Why is there a difference between a population variance and a sample variance

Sorry if this answer is simple but I was wondering why is there a difference between a population variance and a sample variance?

I understand The variance is calculated as:

$$\text{Var} = \frac{1}{N}(x_i-\mu)^2$$

and the sample variance is computed as

$$\text{Var}_s = \frac{1}{N-1}(x_i-\mu)^2$$

In real world data sets would you use the sample variance most of the time? What if the population is also a sample? How would you know? Also does the mean change when you are looking at a population or a sample?

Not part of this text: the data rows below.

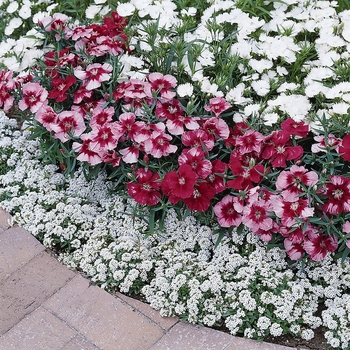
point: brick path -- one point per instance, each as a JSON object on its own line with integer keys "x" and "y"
{"x": 44, "y": 305}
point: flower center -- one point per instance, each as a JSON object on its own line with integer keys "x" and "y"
{"x": 146, "y": 187}
{"x": 338, "y": 193}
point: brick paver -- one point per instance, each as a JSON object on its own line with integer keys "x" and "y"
{"x": 191, "y": 337}
{"x": 44, "y": 305}
{"x": 4, "y": 220}
{"x": 25, "y": 289}
{"x": 38, "y": 331}
{"x": 79, "y": 343}
{"x": 17, "y": 247}
{"x": 165, "y": 322}
{"x": 101, "y": 318}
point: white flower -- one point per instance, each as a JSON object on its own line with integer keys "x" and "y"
{"x": 307, "y": 334}
{"x": 126, "y": 9}
{"x": 12, "y": 25}
{"x": 270, "y": 118}
{"x": 263, "y": 323}
{"x": 334, "y": 343}
{"x": 276, "y": 330}
{"x": 261, "y": 87}
{"x": 92, "y": 11}
{"x": 189, "y": 11}
{"x": 185, "y": 89}
{"x": 12, "y": 7}
{"x": 25, "y": 12}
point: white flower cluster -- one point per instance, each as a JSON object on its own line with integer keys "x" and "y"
{"x": 253, "y": 290}
{"x": 18, "y": 54}
{"x": 279, "y": 70}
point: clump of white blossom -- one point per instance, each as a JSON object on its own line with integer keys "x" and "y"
{"x": 252, "y": 290}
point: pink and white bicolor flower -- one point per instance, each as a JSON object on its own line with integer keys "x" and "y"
{"x": 33, "y": 97}
{"x": 94, "y": 74}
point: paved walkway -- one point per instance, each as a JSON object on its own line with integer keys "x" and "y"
{"x": 44, "y": 305}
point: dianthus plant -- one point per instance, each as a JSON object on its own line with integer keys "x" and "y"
{"x": 170, "y": 148}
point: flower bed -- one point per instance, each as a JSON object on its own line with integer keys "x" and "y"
{"x": 209, "y": 151}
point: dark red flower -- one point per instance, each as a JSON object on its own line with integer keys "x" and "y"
{"x": 200, "y": 197}
{"x": 338, "y": 193}
{"x": 61, "y": 86}
{"x": 318, "y": 245}
{"x": 293, "y": 128}
{"x": 278, "y": 149}
{"x": 216, "y": 178}
{"x": 344, "y": 148}
{"x": 145, "y": 191}
{"x": 246, "y": 173}
{"x": 179, "y": 185}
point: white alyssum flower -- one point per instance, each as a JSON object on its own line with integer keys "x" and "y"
{"x": 185, "y": 89}
{"x": 126, "y": 9}
{"x": 12, "y": 7}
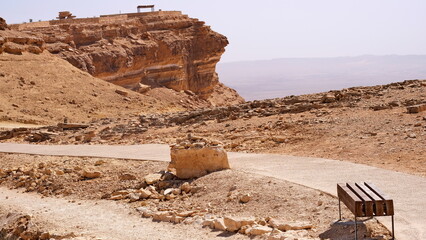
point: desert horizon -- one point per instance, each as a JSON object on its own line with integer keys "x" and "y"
{"x": 126, "y": 121}
{"x": 264, "y": 79}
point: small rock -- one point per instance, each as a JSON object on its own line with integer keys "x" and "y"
{"x": 144, "y": 193}
{"x": 412, "y": 135}
{"x": 163, "y": 216}
{"x": 245, "y": 198}
{"x": 284, "y": 226}
{"x": 232, "y": 224}
{"x": 44, "y": 236}
{"x": 259, "y": 230}
{"x": 219, "y": 224}
{"x": 145, "y": 211}
{"x": 152, "y": 178}
{"x": 208, "y": 223}
{"x": 134, "y": 196}
{"x": 91, "y": 175}
{"x": 186, "y": 187}
{"x": 328, "y": 98}
{"x": 127, "y": 177}
{"x": 186, "y": 214}
{"x": 99, "y": 162}
{"x": 122, "y": 93}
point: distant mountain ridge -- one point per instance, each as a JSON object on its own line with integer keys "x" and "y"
{"x": 294, "y": 76}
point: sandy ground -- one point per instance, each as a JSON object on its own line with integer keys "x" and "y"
{"x": 81, "y": 201}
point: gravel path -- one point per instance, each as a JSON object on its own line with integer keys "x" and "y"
{"x": 408, "y": 191}
{"x": 100, "y": 220}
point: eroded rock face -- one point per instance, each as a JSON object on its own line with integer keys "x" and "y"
{"x": 3, "y": 24}
{"x": 15, "y": 42}
{"x": 195, "y": 157}
{"x": 156, "y": 49}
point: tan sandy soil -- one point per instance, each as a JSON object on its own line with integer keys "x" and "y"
{"x": 218, "y": 193}
{"x": 389, "y": 138}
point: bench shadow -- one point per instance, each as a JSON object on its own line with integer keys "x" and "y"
{"x": 345, "y": 231}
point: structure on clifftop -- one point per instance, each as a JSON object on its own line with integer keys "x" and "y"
{"x": 140, "y": 7}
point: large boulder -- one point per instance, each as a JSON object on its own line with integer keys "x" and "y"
{"x": 3, "y": 25}
{"x": 197, "y": 157}
{"x": 197, "y": 162}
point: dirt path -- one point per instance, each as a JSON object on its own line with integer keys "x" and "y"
{"x": 97, "y": 219}
{"x": 408, "y": 191}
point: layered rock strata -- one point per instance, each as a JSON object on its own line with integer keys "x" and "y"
{"x": 134, "y": 50}
{"x": 15, "y": 42}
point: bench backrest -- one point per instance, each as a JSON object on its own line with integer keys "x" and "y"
{"x": 365, "y": 199}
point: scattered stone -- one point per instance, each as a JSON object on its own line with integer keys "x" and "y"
{"x": 412, "y": 135}
{"x": 259, "y": 230}
{"x": 219, "y": 224}
{"x": 152, "y": 178}
{"x": 416, "y": 108}
{"x": 284, "y": 226}
{"x": 245, "y": 198}
{"x": 134, "y": 196}
{"x": 186, "y": 187}
{"x": 72, "y": 126}
{"x": 328, "y": 98}
{"x": 127, "y": 177}
{"x": 122, "y": 93}
{"x": 91, "y": 175}
{"x": 3, "y": 24}
{"x": 232, "y": 224}
{"x": 144, "y": 193}
{"x": 208, "y": 223}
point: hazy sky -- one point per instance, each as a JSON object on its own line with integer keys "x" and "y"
{"x": 274, "y": 28}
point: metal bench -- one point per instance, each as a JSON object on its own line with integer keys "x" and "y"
{"x": 365, "y": 200}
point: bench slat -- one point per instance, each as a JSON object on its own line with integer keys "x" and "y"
{"x": 368, "y": 203}
{"x": 350, "y": 199}
{"x": 389, "y": 210}
{"x": 378, "y": 207}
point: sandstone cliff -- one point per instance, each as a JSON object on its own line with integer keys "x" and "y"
{"x": 15, "y": 42}
{"x": 134, "y": 50}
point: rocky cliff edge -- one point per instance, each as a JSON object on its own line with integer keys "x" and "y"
{"x": 155, "y": 49}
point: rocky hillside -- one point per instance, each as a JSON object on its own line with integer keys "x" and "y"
{"x": 141, "y": 50}
{"x": 45, "y": 89}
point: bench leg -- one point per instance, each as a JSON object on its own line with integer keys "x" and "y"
{"x": 393, "y": 229}
{"x": 356, "y": 230}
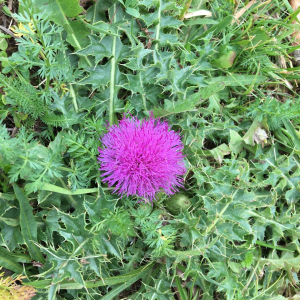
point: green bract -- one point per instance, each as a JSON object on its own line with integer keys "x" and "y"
{"x": 177, "y": 203}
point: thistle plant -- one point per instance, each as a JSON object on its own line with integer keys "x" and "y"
{"x": 217, "y": 215}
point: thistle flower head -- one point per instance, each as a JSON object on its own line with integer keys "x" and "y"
{"x": 142, "y": 157}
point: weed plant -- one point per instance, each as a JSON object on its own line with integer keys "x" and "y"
{"x": 226, "y": 82}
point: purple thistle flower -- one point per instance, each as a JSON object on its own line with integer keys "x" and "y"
{"x": 142, "y": 157}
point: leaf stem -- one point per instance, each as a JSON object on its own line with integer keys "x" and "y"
{"x": 112, "y": 77}
{"x": 185, "y": 9}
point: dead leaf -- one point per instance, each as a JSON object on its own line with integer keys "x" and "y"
{"x": 201, "y": 12}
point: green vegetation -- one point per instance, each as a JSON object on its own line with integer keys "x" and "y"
{"x": 224, "y": 79}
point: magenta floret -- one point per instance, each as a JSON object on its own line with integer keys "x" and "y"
{"x": 142, "y": 157}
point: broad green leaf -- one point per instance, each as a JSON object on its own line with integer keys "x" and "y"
{"x": 59, "y": 11}
{"x": 10, "y": 261}
{"x": 65, "y": 284}
{"x": 28, "y": 225}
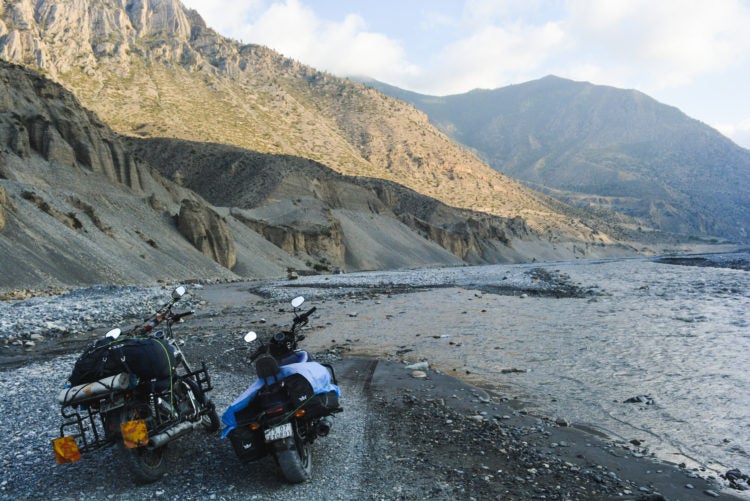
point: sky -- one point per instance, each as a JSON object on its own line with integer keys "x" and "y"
{"x": 691, "y": 54}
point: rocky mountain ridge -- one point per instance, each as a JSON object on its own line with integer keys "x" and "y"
{"x": 154, "y": 69}
{"x": 601, "y": 147}
{"x": 83, "y": 205}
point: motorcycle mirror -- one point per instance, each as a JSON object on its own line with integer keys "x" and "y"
{"x": 114, "y": 333}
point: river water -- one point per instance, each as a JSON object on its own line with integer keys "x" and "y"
{"x": 678, "y": 335}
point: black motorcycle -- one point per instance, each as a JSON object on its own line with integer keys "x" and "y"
{"x": 137, "y": 391}
{"x": 288, "y": 407}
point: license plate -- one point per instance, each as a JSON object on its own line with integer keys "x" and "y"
{"x": 279, "y": 432}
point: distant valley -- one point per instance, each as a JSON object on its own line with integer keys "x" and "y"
{"x": 142, "y": 146}
{"x": 601, "y": 147}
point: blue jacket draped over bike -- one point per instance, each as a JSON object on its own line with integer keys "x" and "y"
{"x": 317, "y": 375}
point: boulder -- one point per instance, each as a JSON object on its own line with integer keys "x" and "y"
{"x": 208, "y": 232}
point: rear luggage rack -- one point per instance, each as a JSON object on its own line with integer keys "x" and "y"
{"x": 87, "y": 429}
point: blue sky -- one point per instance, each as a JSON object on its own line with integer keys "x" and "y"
{"x": 692, "y": 54}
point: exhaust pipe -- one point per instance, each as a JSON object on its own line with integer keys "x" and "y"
{"x": 104, "y": 386}
{"x": 172, "y": 433}
{"x": 324, "y": 427}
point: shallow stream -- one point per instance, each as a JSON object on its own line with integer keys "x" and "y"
{"x": 679, "y": 336}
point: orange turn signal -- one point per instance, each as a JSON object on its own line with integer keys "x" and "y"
{"x": 66, "y": 450}
{"x": 134, "y": 433}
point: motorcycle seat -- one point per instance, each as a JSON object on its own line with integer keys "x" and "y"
{"x": 267, "y": 367}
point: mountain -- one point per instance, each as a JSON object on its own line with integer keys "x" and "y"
{"x": 81, "y": 205}
{"x": 151, "y": 68}
{"x": 597, "y": 146}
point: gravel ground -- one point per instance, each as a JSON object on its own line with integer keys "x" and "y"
{"x": 400, "y": 437}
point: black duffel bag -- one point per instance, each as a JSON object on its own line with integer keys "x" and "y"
{"x": 148, "y": 358}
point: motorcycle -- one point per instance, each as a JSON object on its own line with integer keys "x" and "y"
{"x": 138, "y": 391}
{"x": 288, "y": 407}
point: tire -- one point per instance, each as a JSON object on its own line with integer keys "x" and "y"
{"x": 211, "y": 421}
{"x": 295, "y": 461}
{"x": 146, "y": 465}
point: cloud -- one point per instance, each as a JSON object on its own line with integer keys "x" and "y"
{"x": 494, "y": 56}
{"x": 662, "y": 44}
{"x": 343, "y": 48}
{"x": 738, "y": 132}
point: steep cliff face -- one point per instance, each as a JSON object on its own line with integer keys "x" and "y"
{"x": 4, "y": 202}
{"x": 76, "y": 207}
{"x": 152, "y": 68}
{"x": 40, "y": 116}
{"x": 205, "y": 229}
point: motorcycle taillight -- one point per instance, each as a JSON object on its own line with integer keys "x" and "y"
{"x": 275, "y": 411}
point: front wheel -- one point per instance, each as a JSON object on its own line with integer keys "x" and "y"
{"x": 295, "y": 461}
{"x": 146, "y": 465}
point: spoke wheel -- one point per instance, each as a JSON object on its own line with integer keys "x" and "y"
{"x": 295, "y": 461}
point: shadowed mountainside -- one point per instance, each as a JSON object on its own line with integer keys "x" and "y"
{"x": 154, "y": 69}
{"x": 80, "y": 205}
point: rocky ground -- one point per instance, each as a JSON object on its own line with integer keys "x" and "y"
{"x": 406, "y": 433}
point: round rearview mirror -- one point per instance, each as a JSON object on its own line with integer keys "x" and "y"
{"x": 114, "y": 333}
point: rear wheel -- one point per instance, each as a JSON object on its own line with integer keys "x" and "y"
{"x": 145, "y": 465}
{"x": 211, "y": 420}
{"x": 295, "y": 461}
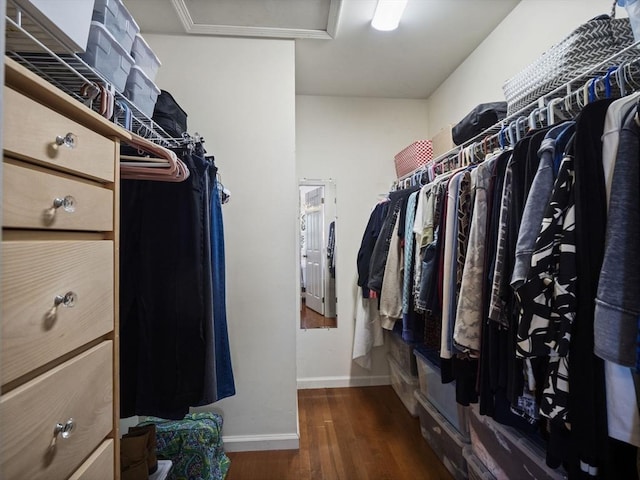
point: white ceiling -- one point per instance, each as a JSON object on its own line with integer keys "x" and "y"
{"x": 337, "y": 50}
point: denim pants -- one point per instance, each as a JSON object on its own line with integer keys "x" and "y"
{"x": 164, "y": 295}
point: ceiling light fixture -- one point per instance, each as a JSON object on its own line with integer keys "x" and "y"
{"x": 387, "y": 14}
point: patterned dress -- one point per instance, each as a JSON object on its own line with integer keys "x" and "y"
{"x": 548, "y": 296}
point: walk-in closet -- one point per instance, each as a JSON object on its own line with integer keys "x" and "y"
{"x": 287, "y": 239}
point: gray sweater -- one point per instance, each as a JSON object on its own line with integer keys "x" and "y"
{"x": 618, "y": 297}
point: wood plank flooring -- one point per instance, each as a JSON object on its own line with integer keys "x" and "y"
{"x": 312, "y": 319}
{"x": 357, "y": 433}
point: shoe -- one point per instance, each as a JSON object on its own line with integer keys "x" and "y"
{"x": 133, "y": 456}
{"x": 152, "y": 459}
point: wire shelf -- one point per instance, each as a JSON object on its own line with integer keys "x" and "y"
{"x": 32, "y": 45}
{"x": 629, "y": 56}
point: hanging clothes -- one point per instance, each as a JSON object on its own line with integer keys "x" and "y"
{"x": 168, "y": 352}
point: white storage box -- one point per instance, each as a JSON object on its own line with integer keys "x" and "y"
{"x": 446, "y": 443}
{"x": 67, "y": 21}
{"x": 441, "y": 395}
{"x": 141, "y": 91}
{"x": 106, "y": 55}
{"x": 117, "y": 19}
{"x": 475, "y": 469}
{"x": 404, "y": 386}
{"x": 505, "y": 452}
{"x": 145, "y": 58}
{"x": 401, "y": 351}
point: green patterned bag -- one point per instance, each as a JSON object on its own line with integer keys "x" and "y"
{"x": 193, "y": 444}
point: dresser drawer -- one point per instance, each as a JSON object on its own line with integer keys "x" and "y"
{"x": 78, "y": 392}
{"x": 34, "y": 273}
{"x": 30, "y": 132}
{"x": 99, "y": 466}
{"x": 29, "y": 196}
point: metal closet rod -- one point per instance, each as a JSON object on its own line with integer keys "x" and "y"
{"x": 563, "y": 92}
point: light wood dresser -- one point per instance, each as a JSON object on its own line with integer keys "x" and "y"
{"x": 59, "y": 275}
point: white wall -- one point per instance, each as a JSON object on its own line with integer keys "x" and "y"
{"x": 529, "y": 30}
{"x": 353, "y": 141}
{"x": 240, "y": 95}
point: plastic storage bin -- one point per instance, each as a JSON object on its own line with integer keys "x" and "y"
{"x": 505, "y": 452}
{"x": 475, "y": 469}
{"x": 404, "y": 386}
{"x": 145, "y": 58}
{"x": 441, "y": 395}
{"x": 446, "y": 443}
{"x": 141, "y": 91}
{"x": 117, "y": 19}
{"x": 107, "y": 56}
{"x": 401, "y": 351}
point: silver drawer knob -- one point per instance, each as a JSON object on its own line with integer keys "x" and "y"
{"x": 70, "y": 140}
{"x": 67, "y": 203}
{"x": 64, "y": 430}
{"x": 67, "y": 300}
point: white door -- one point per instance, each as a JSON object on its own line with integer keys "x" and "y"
{"x": 314, "y": 222}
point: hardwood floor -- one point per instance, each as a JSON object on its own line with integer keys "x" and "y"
{"x": 312, "y": 319}
{"x": 357, "y": 433}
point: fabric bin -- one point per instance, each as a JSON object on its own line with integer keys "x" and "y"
{"x": 66, "y": 24}
{"x": 107, "y": 56}
{"x": 446, "y": 443}
{"x": 145, "y": 58}
{"x": 404, "y": 385}
{"x": 505, "y": 452}
{"x": 442, "y": 142}
{"x": 475, "y": 469}
{"x": 401, "y": 351}
{"x": 442, "y": 395}
{"x": 194, "y": 446}
{"x": 580, "y": 51}
{"x": 413, "y": 157}
{"x": 141, "y": 91}
{"x": 117, "y": 19}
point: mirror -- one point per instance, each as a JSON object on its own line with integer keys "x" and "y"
{"x": 317, "y": 234}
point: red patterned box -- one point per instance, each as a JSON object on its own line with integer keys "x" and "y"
{"x": 413, "y": 157}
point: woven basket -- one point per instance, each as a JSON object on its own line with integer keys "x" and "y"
{"x": 586, "y": 47}
{"x": 413, "y": 157}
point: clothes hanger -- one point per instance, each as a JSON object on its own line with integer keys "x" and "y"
{"x": 551, "y": 110}
{"x": 174, "y": 171}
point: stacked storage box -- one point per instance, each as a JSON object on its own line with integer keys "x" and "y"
{"x": 110, "y": 39}
{"x": 140, "y": 88}
{"x": 505, "y": 452}
{"x": 475, "y": 468}
{"x": 441, "y": 396}
{"x": 403, "y": 370}
{"x": 116, "y": 50}
{"x": 443, "y": 422}
{"x": 443, "y": 439}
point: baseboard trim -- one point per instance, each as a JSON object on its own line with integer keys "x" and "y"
{"x": 253, "y": 443}
{"x": 339, "y": 382}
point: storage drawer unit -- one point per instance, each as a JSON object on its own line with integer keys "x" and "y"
{"x": 59, "y": 265}
{"x": 401, "y": 351}
{"x": 35, "y": 276}
{"x": 475, "y": 468}
{"x": 443, "y": 439}
{"x": 404, "y": 385}
{"x": 77, "y": 395}
{"x": 35, "y": 199}
{"x": 85, "y": 152}
{"x": 441, "y": 395}
{"x": 505, "y": 452}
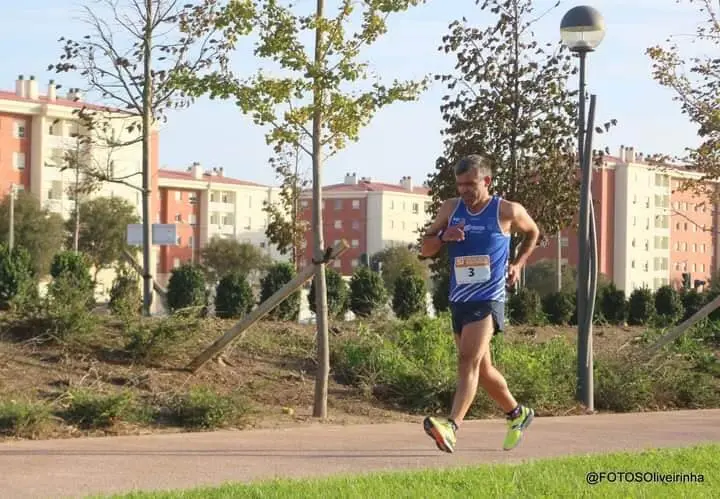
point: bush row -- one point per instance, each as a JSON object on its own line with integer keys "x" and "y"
{"x": 199, "y": 408}
{"x": 413, "y": 366}
{"x": 665, "y": 307}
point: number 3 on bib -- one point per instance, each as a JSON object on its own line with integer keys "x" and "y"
{"x": 472, "y": 269}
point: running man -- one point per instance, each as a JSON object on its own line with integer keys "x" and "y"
{"x": 476, "y": 226}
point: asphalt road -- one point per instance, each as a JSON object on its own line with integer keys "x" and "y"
{"x": 79, "y": 467}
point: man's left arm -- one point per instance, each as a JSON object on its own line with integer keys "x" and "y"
{"x": 522, "y": 222}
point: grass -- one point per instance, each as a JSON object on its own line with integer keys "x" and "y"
{"x": 563, "y": 477}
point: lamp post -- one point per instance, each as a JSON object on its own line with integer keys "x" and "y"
{"x": 582, "y": 29}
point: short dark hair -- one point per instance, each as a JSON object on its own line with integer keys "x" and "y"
{"x": 473, "y": 162}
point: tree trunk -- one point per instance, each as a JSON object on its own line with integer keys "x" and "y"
{"x": 321, "y": 315}
{"x": 147, "y": 178}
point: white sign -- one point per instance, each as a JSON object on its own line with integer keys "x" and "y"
{"x": 162, "y": 234}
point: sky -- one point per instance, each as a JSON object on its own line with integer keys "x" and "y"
{"x": 404, "y": 138}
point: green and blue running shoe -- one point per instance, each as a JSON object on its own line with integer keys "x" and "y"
{"x": 516, "y": 426}
{"x": 441, "y": 430}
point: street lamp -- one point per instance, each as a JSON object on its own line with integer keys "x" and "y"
{"x": 582, "y": 29}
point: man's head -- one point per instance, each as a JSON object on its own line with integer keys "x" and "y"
{"x": 472, "y": 177}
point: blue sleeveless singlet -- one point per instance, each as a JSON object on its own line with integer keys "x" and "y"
{"x": 479, "y": 263}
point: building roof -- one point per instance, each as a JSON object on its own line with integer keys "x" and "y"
{"x": 365, "y": 186}
{"x": 213, "y": 177}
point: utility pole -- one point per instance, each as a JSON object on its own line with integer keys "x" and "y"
{"x": 11, "y": 229}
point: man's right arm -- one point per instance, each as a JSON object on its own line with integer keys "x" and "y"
{"x": 431, "y": 242}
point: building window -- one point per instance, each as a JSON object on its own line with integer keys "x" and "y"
{"x": 19, "y": 130}
{"x": 19, "y": 160}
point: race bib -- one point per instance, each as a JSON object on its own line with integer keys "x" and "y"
{"x": 472, "y": 269}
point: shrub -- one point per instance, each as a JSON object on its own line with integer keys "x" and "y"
{"x": 668, "y": 305}
{"x": 558, "y": 307}
{"x": 186, "y": 288}
{"x": 692, "y": 302}
{"x": 441, "y": 292}
{"x": 367, "y": 292}
{"x": 201, "y": 407}
{"x": 71, "y": 269}
{"x": 613, "y": 305}
{"x": 151, "y": 339}
{"x": 22, "y": 418}
{"x": 277, "y": 276}
{"x": 125, "y": 296}
{"x": 524, "y": 306}
{"x": 89, "y": 409}
{"x": 233, "y": 297}
{"x": 15, "y": 273}
{"x": 641, "y": 307}
{"x": 337, "y": 293}
{"x": 410, "y": 294}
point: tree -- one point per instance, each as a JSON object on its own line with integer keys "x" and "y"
{"x": 286, "y": 229}
{"x": 394, "y": 260}
{"x": 409, "y": 293}
{"x": 337, "y": 292}
{"x": 128, "y": 59}
{"x": 102, "y": 234}
{"x": 38, "y": 230}
{"x": 509, "y": 101}
{"x": 695, "y": 83}
{"x": 223, "y": 256}
{"x": 309, "y": 107}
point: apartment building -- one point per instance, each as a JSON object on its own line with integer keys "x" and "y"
{"x": 649, "y": 232}
{"x": 370, "y": 215}
{"x": 36, "y": 130}
{"x": 207, "y": 204}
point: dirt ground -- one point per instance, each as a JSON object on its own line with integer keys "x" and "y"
{"x": 272, "y": 365}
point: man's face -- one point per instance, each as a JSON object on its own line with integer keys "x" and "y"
{"x": 472, "y": 185}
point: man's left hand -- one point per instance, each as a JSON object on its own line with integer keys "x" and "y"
{"x": 513, "y": 274}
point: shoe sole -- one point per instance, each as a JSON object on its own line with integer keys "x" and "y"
{"x": 524, "y": 427}
{"x": 440, "y": 441}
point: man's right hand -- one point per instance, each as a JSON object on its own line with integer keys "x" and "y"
{"x": 454, "y": 233}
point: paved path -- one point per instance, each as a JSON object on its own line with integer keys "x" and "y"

• For a population mean does not change. If the sample is also the population the mean is same for both. mean change for sample in general. for example if a population consists of 100 elements and three different people take samples of say, 10 elements each .in general no two people will select same elements. hence their means will be different. – SA-255525 Jun 6 '14 at 17:55
• The sample variance is computed as $$\text{Var}_s = \frac{1}{N-1}(x_i-\bar{x})^2$$ and it is the possible difference between $\mu$ and $\bar{x}$ which leads to using the changed denominator to make the sample variance an unbiased estimator of the population variance – Henry Oct 26 '15 at 15:43

What you wrote $Var_s$ is an unbiased estimator of the variance. Sample variance usually is defined in the same way as population variance. It is a best estimator of real variance in certain sense, however it is biased. $Var_s$ is not the best but unbiased. I would suggest you to read specila literature to understand the notions of "best estimator" and "biased, unbiased estimator".